À cause des discussions frénétiques sur les relations entre l’équipe Trump et les Russes, nous ratons une histoire plus sombre qui montre comment les pouvoirs de surveillance de l’État profond contrôlent même les dirigeants de la nation, constatent les vétérans étasuniens Ray McGovern et Bill Binney.
Par Ray McGovern and Bill Binney – Le 28 mars 2017 – Source Consortium News
Bien que de nombreux détails soient encore peu clairs à cause du secret – et plus encore obscurcis par la politique – il semble que le président de la Commission du renseignement du Congrès, Devin Nunes, ait été informé, la semaine dernière, de la surveillance électronique de hauts fonctionnaires américains, sans autorisation, et qu’il a ensuite transmis ces informations au président Trump.
Cette information met Trump face à un choix indésirable mais inévitable : affronter ceux qui ne l’ont pas informé de telles activités déloyales ou vivre craintivement dans leur ombre. (Ce dernier choix a été celui du président Obama. Trump choisira-t-il la route la plus escarpée ?).
Ce que va décider le Président Trump déterminera en grande partie la liberté d’action dont il jouit en tant que président sur de nombreuses questions clés de sécurité et autres. Mais plus encore, son choix peut décider si notre république constitutionnelle a encore un avenir. Soit il courbe l’échine, soit il lutte contre les fonctionnaires de l’État profond du renseignement, qui utilisent une myriade de façons d’espionner les politiciens (et d’autres citoyens) et amassent ainsi des informations privées qui peuvent facilement être utilisées pour du chantage.
Cette crise (oui, « crise » est un mot trop utilisé, mais dans cet ensemble de circonstances très inhabituelles nous croyons qu’il est vraiment approprié) est venue à la lumière surtout par accident après que le président Trump a tweeté, le 4 mars, que son équipe qui travaillait à la Trump Towers de New York avait été « mise sur écoute » par le président Obama.
Trump se serait appuyé sur les reportages des médias au sujet de la façon dont les conversations de ces assistants, y compris son malheureux conseiller à la sécurité nationale Michael Flynn, avaient été interceptées. Le tweet de Trump a provoqué une nouvelle offensive de la part des Démocrates et de la presse grand public pour dénigrer les affirmations « ridicules » de Trump.
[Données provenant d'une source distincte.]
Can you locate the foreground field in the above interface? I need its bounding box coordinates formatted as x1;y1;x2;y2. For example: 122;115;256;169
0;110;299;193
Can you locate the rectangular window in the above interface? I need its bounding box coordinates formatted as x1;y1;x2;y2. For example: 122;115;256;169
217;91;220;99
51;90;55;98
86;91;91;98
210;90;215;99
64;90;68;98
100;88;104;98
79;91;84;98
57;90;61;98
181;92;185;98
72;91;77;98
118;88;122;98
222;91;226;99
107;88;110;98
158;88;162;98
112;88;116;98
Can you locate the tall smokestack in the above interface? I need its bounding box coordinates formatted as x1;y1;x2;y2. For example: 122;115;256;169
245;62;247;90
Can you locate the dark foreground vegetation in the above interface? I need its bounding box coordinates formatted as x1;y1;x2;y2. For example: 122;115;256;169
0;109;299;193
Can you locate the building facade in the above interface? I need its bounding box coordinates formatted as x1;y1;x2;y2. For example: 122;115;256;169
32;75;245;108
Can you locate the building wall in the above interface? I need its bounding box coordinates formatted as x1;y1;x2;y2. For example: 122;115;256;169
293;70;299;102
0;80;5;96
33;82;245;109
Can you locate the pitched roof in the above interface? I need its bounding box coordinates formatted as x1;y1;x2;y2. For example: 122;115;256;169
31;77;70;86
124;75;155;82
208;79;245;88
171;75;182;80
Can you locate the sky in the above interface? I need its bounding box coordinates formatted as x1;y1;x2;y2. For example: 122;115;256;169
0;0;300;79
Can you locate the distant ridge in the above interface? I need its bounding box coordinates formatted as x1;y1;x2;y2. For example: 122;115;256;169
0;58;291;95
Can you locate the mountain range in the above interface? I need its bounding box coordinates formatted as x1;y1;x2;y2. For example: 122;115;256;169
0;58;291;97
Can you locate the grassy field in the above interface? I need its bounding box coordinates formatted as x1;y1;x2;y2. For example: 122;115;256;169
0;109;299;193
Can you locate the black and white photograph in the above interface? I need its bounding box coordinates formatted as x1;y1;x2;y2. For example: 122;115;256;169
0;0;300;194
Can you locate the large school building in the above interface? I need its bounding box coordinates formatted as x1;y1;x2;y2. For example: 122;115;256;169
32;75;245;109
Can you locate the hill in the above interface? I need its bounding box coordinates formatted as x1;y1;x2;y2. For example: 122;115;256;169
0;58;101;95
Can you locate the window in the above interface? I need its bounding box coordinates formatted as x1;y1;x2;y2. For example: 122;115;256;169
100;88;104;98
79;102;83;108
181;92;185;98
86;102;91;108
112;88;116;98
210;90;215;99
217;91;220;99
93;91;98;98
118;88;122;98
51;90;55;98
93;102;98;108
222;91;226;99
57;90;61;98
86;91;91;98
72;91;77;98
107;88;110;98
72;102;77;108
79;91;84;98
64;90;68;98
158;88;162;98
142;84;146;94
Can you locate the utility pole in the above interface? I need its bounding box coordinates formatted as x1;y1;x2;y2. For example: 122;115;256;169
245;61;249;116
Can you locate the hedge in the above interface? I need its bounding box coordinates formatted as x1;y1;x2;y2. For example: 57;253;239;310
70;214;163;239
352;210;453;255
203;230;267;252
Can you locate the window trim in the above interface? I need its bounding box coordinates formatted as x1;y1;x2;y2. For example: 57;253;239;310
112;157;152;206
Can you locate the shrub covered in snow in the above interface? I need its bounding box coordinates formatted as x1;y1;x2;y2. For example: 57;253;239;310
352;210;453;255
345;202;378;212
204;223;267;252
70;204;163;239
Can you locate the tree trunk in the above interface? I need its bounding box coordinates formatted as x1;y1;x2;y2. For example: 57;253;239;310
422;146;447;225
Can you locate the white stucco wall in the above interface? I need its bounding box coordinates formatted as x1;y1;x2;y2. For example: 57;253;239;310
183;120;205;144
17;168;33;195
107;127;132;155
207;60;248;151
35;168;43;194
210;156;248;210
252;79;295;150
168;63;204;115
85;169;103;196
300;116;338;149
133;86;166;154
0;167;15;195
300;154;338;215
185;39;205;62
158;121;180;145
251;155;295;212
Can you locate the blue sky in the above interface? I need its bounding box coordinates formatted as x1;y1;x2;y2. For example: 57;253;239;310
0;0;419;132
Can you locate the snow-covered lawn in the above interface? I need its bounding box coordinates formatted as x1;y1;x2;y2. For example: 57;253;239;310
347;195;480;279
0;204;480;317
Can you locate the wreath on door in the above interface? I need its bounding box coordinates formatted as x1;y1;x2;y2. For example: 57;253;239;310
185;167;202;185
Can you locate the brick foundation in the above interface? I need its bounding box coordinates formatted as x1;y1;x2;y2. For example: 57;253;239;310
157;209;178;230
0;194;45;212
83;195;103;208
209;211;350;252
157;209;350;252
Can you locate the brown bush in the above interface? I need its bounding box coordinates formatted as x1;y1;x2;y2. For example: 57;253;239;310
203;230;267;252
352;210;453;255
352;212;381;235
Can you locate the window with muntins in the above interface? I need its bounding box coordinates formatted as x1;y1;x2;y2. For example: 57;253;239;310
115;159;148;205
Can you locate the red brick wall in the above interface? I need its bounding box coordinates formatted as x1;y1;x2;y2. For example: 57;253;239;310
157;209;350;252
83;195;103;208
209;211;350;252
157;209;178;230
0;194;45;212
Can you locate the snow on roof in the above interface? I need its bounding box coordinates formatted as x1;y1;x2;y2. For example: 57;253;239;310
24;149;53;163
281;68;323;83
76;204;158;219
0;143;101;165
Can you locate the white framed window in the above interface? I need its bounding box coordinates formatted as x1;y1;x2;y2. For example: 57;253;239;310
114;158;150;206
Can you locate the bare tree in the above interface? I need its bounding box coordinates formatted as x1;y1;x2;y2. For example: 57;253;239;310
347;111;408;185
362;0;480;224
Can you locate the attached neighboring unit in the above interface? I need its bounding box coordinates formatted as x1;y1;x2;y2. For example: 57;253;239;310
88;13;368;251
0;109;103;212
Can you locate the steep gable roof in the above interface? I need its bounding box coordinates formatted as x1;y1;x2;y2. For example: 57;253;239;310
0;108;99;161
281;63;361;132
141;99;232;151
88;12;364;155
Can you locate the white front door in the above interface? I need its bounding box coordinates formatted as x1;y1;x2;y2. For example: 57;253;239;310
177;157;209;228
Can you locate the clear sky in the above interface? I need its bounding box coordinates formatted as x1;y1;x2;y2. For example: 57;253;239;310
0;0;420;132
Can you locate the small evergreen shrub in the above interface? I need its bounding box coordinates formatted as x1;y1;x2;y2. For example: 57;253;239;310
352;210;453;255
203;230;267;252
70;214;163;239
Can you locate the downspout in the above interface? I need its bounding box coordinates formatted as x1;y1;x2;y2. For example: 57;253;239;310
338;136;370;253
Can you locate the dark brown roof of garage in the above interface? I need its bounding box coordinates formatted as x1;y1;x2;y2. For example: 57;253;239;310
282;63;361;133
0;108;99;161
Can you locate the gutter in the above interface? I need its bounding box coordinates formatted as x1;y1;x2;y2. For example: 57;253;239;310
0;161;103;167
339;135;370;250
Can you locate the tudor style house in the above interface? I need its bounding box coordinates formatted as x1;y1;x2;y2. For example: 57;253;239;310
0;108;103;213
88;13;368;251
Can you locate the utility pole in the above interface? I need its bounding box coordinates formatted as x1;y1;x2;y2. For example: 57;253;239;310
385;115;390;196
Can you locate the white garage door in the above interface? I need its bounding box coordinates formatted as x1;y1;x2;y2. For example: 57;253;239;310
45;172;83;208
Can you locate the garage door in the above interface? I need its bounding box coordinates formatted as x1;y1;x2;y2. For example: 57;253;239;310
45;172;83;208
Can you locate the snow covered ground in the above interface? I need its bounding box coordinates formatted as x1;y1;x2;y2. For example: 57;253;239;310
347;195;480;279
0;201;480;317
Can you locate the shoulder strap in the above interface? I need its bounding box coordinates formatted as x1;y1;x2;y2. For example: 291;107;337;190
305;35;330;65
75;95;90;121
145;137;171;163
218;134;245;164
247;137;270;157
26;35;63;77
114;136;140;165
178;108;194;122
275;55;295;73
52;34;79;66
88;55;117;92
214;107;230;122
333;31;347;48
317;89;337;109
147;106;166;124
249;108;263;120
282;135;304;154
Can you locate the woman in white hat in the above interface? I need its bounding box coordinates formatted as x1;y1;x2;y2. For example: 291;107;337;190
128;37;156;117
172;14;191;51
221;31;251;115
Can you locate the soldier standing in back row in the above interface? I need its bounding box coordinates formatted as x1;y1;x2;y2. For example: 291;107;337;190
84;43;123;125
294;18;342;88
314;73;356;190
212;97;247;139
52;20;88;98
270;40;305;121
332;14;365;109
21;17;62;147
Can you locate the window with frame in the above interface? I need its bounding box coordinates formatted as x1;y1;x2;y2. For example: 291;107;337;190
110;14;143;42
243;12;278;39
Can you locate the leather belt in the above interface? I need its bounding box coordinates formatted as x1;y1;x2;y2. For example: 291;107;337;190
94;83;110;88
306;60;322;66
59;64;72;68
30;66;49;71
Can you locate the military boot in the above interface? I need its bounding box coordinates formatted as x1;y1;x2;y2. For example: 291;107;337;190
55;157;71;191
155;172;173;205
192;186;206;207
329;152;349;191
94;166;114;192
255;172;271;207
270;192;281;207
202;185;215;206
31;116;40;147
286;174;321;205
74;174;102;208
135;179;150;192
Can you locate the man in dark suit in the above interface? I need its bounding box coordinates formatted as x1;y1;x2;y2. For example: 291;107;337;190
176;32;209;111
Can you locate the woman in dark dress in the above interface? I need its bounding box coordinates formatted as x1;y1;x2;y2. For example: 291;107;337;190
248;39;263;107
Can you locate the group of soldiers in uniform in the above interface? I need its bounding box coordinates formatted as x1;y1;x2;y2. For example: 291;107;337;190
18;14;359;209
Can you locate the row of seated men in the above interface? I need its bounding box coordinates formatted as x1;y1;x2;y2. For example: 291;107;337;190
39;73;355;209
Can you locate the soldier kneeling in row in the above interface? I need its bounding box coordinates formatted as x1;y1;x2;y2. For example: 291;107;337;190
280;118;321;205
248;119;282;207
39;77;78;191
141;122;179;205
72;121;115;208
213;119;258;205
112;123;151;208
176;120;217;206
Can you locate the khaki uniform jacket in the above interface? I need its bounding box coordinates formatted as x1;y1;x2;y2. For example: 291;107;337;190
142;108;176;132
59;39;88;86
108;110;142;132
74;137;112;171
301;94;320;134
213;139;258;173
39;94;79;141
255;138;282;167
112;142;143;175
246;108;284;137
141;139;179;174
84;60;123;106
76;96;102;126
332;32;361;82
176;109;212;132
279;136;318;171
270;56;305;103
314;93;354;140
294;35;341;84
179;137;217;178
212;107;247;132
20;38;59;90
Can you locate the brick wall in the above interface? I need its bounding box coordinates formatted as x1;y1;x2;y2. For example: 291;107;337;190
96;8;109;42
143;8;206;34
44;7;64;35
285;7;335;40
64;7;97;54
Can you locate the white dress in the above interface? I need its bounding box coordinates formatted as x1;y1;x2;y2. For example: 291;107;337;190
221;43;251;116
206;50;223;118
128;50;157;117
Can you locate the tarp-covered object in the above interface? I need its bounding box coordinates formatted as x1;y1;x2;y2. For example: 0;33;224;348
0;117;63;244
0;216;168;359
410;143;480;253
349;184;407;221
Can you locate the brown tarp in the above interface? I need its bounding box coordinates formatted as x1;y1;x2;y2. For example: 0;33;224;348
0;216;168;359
Cependant, cette inquiétude au sujet des dragnets que le renseignement américain (ou ses partenaires étrangers) peuvent déployer pour intercepter les communications des conseillers de Trump et le fait d’avoir « démasqué » les noms avant de les faire fuiter aux médias d’information a été également mis en évidence à la Commission du renseignement du Congrès, le 20 mars, où Nunes a demandé à quiconque ayant des connaissances relatives du sujet de les présenter.
Cela s’est apparemment produit au soir du 21 mars, quand Nunes a reçu un appel tandis qu’il roulait avec un employé. Après l’appel, Nunes est monté dans une autre voiture et est allé dans une pièce sécurisée au Old Executive Office Building, à côté de la Maison Blanche, où on lui a montré des informations hautement classifiées, apparemment sur la façon dont la communauté du renseignement a intercepté les communications des assistants de Trump.
Le lendemain, Nunes s’est rendu à la Maison Blanche pour informer le président Trump, qui a déclaré plus tard qu’il avait « été convaincu » par ce que Nunes lui avait dit.
La fallacieuse « mise sur écoute »
Mais les médias d’affaires étasuniens ont continué à harceler Trump sur son utilisation du mot « mis sur écoute » et à citer l’insistance avec laquelle le directeur du FBI James Comey et d’autres fonctionnaires du renseignement avaient dit que le président Obama n’avait pas émis d’ordre d’espionnage visant Trump.
Comme ceux qui accordent une attention, même faible, aux méthodes modernes de surveillance le savent, les « mises sur écoute » sont du passé. Mais l’utilisation de ce mot par Trump a permis aux responsables du FBI et du ministère de la Justice et à leurs homologues de l’Agence de sécurité nationale [la NSA, NdT] de jurer sur une pile de Bibles que le FBI, le Ministère de la Justice et la NSA n’avaient pas été en mesure de trouver des preuves de la moindre « mise sur écoute téléphonique ».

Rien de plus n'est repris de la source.